Reported: March 13, 2019 Initiated: January 2, 2019 #Z-0971-2019

Product Description

ARCHITECT MAGNESIUM, (a) REF 7D70-21, (b) 7D70-31 The Magnesium assay is used for the quantitation of magnesium in human serum, plasma, or urine.

Reason for Recall

Abbott internal testing has identified that the Magnesium urine application demonstrates depressed urine result recovery. All samples >0.5mEq/L fail the linearity acceptance criteria for the bias specification and demonstrate depressed recovery of up to 37%. The specific cause of the negative bias/depressed results is currently under investigation.

Details

Recalling Firm
Abbott Laboratories, Inc
Units Affected
24,995 units
Distribution
Worldwide Distribution: US (nationwide) and to countries of: CHINA, THAILAND, GUATEMALA, and EL SALVADOR.
Location
Irving, TX

Frequently Asked Questions

What product was recalled?
ARCHITECT MAGNESIUM, (a) REF 7D70-21, (b) 7D70-31 The Magnesium assay is used for the quantitation of magnesium in human serum, plasma, or urine.. Recalled by Abbott Laboratories, Inc. Units affected: 24,995 units.
Why was this product recalled?
Abbott internal testing has identified that the Magnesium urine application demonstrates depressed urine result recovery.

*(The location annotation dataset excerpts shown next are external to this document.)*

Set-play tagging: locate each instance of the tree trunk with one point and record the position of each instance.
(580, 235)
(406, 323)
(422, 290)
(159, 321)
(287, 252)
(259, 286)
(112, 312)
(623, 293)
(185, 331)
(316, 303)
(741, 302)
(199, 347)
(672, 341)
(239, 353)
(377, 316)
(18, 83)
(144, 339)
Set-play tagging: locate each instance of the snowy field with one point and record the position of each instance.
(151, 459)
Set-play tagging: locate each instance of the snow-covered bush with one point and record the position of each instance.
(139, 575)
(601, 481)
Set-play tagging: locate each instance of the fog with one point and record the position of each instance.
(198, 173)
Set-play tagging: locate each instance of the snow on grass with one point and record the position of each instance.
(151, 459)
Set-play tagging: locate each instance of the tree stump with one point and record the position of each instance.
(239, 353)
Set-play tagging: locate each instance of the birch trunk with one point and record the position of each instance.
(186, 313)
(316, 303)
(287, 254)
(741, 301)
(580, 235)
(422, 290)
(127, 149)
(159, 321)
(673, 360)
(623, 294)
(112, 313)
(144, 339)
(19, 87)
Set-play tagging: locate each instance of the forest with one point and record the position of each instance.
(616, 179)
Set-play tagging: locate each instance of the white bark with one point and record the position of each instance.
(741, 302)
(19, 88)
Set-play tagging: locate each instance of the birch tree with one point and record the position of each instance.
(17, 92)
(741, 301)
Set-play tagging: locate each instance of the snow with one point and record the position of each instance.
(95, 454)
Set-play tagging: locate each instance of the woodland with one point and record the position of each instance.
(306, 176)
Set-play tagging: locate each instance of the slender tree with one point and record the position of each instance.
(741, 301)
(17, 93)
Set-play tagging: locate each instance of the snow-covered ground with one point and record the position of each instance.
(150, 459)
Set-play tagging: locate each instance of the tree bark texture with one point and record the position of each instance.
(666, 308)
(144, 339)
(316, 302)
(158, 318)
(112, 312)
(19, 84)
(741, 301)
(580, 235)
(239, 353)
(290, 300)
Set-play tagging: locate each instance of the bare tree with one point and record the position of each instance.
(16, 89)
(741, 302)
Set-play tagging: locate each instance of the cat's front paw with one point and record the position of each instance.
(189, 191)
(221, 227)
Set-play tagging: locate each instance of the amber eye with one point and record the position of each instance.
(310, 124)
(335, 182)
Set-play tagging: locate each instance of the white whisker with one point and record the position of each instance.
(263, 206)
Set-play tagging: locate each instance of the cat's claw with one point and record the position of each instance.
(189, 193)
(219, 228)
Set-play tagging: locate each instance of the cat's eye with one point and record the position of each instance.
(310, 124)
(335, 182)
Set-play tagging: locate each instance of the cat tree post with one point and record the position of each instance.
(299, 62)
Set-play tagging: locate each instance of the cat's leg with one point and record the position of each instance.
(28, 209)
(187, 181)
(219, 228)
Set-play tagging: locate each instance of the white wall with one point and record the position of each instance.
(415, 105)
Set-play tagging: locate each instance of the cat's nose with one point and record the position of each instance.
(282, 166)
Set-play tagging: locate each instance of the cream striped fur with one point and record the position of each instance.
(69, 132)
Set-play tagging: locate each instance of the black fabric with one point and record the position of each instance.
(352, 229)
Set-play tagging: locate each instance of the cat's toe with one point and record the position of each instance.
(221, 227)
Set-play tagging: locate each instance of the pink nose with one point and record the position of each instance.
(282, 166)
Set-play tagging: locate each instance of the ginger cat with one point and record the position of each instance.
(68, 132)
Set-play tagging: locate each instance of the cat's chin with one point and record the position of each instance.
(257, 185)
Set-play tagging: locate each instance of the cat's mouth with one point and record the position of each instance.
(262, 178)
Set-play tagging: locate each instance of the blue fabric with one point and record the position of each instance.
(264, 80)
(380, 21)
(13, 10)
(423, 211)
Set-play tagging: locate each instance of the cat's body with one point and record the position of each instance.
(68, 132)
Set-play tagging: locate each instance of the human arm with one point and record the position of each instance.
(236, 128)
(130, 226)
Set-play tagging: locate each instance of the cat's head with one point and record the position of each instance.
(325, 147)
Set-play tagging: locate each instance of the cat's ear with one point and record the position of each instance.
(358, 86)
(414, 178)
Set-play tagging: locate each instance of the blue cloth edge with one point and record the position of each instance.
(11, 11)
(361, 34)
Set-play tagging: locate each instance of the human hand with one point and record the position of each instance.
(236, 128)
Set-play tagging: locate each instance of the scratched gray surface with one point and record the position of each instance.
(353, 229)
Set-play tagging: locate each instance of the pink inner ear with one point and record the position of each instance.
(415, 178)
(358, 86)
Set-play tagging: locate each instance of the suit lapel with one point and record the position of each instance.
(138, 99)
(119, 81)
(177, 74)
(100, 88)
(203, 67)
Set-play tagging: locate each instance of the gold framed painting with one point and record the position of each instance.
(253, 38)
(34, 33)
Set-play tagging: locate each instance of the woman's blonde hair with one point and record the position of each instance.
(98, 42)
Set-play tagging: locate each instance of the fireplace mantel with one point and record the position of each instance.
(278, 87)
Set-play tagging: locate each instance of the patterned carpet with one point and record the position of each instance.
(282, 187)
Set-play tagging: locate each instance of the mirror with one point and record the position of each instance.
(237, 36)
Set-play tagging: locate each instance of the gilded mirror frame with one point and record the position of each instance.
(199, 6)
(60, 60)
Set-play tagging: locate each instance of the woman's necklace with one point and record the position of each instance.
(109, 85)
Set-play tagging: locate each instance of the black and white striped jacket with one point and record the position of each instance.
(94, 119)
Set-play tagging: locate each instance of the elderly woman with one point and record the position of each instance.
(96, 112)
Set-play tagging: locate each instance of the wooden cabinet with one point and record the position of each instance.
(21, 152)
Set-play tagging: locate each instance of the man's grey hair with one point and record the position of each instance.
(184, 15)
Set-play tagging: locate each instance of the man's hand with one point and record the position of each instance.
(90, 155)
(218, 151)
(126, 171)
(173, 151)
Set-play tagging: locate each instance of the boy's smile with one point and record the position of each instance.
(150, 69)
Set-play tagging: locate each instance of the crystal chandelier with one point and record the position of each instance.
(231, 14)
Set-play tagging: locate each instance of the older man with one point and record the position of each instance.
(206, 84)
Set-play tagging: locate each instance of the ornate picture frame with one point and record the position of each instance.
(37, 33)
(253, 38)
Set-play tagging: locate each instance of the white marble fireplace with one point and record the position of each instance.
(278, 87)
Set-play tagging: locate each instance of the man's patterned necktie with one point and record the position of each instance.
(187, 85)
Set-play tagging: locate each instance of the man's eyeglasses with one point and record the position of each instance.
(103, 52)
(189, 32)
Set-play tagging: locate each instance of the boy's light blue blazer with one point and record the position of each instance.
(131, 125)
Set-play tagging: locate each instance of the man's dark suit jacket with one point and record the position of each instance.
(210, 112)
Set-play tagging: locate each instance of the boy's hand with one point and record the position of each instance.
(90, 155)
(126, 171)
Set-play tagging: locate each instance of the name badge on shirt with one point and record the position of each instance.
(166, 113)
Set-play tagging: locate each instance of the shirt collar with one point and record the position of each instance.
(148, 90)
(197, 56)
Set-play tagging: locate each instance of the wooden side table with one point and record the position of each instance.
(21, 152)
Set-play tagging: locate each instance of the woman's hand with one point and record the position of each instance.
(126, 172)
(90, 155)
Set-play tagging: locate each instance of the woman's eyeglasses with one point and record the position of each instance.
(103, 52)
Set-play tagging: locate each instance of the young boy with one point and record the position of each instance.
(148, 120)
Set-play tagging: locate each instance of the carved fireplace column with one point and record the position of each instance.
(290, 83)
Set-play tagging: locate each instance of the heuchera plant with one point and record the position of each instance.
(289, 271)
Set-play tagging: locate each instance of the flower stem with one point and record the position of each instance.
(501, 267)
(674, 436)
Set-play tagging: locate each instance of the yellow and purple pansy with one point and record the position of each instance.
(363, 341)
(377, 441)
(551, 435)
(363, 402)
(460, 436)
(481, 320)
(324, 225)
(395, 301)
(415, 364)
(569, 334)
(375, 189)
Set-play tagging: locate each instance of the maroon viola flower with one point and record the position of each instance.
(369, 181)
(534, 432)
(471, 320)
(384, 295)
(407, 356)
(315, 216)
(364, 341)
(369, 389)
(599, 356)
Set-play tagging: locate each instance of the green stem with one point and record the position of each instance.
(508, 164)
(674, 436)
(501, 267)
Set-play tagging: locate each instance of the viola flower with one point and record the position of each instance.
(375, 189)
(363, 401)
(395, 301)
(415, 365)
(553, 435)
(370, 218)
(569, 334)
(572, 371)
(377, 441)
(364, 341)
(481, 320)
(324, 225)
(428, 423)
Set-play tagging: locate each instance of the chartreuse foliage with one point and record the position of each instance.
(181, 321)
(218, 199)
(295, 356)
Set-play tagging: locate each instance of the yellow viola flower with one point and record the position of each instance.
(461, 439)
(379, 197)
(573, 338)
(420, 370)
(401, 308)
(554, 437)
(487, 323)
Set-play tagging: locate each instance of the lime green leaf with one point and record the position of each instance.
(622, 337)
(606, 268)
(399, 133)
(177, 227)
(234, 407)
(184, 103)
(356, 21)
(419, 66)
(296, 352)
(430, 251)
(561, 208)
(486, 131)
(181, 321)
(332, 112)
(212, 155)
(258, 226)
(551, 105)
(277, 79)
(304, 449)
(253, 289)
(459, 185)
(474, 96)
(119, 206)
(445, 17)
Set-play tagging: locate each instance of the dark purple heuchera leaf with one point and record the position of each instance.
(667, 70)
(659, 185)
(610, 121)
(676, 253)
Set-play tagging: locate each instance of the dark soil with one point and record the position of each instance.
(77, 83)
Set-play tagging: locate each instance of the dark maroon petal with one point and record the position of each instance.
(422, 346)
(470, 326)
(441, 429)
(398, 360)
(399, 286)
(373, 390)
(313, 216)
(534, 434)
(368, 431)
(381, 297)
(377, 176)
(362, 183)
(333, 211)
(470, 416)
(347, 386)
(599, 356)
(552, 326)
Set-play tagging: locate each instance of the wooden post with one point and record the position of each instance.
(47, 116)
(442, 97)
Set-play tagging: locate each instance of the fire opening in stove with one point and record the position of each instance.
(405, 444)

All samples >0.5mEq/L fail the linearity acceptance criteria for the bias specification and demonstrate depressed recovery of up to 37%. The specific cause of the negative bias/depressed results is currently under investigation.
Which agency issued this recall?
This recall was issued by the FDA Devices on March 13, 2019. Severity: Moderate. Recall number: Z-0971-2019.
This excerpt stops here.